Prendendo a prestito le parole pronunciate di recente dal cardinale ciellino Angelo Scola per il suo 80esimo compleanno, il futuro di Comunione e liberazione è un «misto di gioia e dolore». Il movimento, nato nel 1954 dall’intuizione di don Luigi Giussani da ieri non è più guidato dal suo erede, il sacerdote spagnolo Julián Carrón.

Con una breve lettera ha abdicato a un mandato lungo 16 anni «per favorire che il cambiamento della guida a cui siamo chiamati dal Santo Padre si svolga con la libertà che tale processo richiede». Il riferimento è al decreto del Dicastero per i laici, la famiglia e la vita che impone ai leader dei movimenti, con l’eccezione dei fondatori, di non avere un mandato superiore ai dieci anni. La Santa sede ha dato tempo fino a settembre del 2023 per riformare in questo senso gli statuti e rinnovare gli organi di governo.

Alberto Savorana, portavoce di Cl, conferma che non sono ancora noti i prossimi passi di Carrón. Nell’annuncio ufficiale, il movimento spiega che le sue dimissioni vogliono garantire «da subito il processo di cambiamento richiesto alle associazioni internazionali di fedeli riconosciute dalla Santa sede». Una tempestività che collide con i due mesi già passati dall’entrata in vigore del decreto. Sessanta giorni in cui si è consumato uno scontro fra il dicastero e i vertici del movimento, non un processo pacifico di collaborazione, concluso con quella che appare come un rimozione traumatica della guida della Fraternità. La situazione era aggravata anche dal commissariamento dei Memores domini, l’associazione di laici consacrati del movimento. Il papa ha nominato commissario l’arcivescovo di Taranto, Filippo Santoro, anche lui legato all’esperienza di Cl.

Il carisma in gabbia

Malgrado le dimissioni di Carrón fossero inevitabili entro i prossimi 22 mesi, il precipitare degli eventi è l’esito di una logorante battaglia della Santa sede per strappare il carisma profetico che don Giussani ha impresso al movimento a un eccessivo personalismo della sua figura apicale.

Il teologo spagnolo ha guidato Cl dalla morte del fondatore – che lo ha indicato come guida del movimento – incarnandone in toto l’eredità e la prospettiva. Eppure, la visione di papa Francesco sui movimenti, incluso Cl, era già nota da tempo.

All’incontro con i membri del movimento nel marzo 2015, il pontefice aveva utilizzato parole dure: «Quando siamo schiavi dell’autoreferenzialità finiamo per coltivare una spiritualità di etichetta: “Io sono Cl”. Questa è l’etichetta.

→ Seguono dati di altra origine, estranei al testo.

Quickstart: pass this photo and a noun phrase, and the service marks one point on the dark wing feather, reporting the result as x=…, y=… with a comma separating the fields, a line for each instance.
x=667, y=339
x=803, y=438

E poi cadiamo nelle mille trappole che ci offre il compiacimento autoreferenziale, quel guardarci allo specchio che ci porta a disorientarci e a trasformarci in meri impresari di una ong». Il rischio, paventato allora da Bergoglio, si è negli anni cristallizzato con la governance di Carrón, riconfermato nel 2008, nel 2014 e nel 2020 con un mandato di ulteriori sei anni.

Per la Santa sede una prospettiva insostenibile. Per evitarla, lo scorso 11 giugno il Dicastero per i laici, la famiglia e la vita ha promulgato il decreto “Le associazioni internazionali di fedeli”, in base al quale tutti i leader di movimenti che hanno superato i limiti di mandato dovranno dare le dimissioni entro il 2023.

Un silenzio che fa rumore

Come già accaduto con l’ex priore di Bose, Enzo Bianchi, la linea intransigente di papa Francesco su chi guida i movimenti non va intesa come un repulisti, ma il tentativo di preservare il carisma della comunità. È ancora una volta il papa a ricordarlo a chiare lettere nell’incontro con le associazioni di fedeli e i movimenti ecclesiali svoltosi lo scorso 16 settembre: «Cadiamo nella trappola della slealtà quando ci presentiamo agli altri come gli unici interpreti del carisma, gli unici eredi della nostra associazione o movimento; oppure quando, ritenendoci indispensabili, facciamo di tutto per ricoprire incarichi a vita; o ancora quando pretendiamo di decidere a priori chi debba essere il nostro successore».

All’incontro, organizzato dal dicastero guidato dal cardinale Kevin Joseph Farrell, a rappresentare Comunione e Liberazione c’erano il vicepresidente della fraternità di Cl Davide Prosperi e il responsabile del centro internazionale del movimento, Roberto Fontolan. L’assenza di Carrón e Antonella Frongillo – quest’ultima presidente uscente dei Memores domini – a un incontro che ha visto la partecipazione stessa del papa, è stata interpretata come un forte segnale dalla Santa sede. Da lì a pochi giorni, Francesco ha commissariato i Memores iniziando una guerra fredda con alcune figure del movimento.

La liberazione di Cl

Il 25 settembre il Vaticano ha pubblicato il decreto di commissariamento, nominando un delegato speciale secondo la volontà della Sede apostolica. Il decreto ha carattere disciplinare: riguarda, cioè, la disciplina del movimento, non ne intacca il carisma. Lo dimostra a scelta del delegato speciale Santoro, che viene dallo stesso movimento.

Come Santoro ha detto in diverse occasioni, la linea del papa non è azzoppare un movimento che raccoglie una preziosa eredità della chiesa post conciliare, ma anzi custodirne il carisma e preservare l’unita dei membri, evitando i personalismi.

È forse questo ciò che lo stesso Carrón definisce nell’incipit della sua lettera di dimissioni come un «momento così delicato della vita del movimento»? Intanto, se il futuro di Comunione e liberazione resta incerto, è ancora più oscuro è quello del presidente uscente Carrón.

Al momento, non è noto se terrà il prossimo incontro della scuola di comunità – il principale momento educativo per chi aderisce a Cl – in videoconferenza, come da prassi, né se rimarrà a Milano, senza responsabilità di governo ma comunque al centro delle turbolenze del movimento. «Non si sa», riferisce il portavoce di Cl.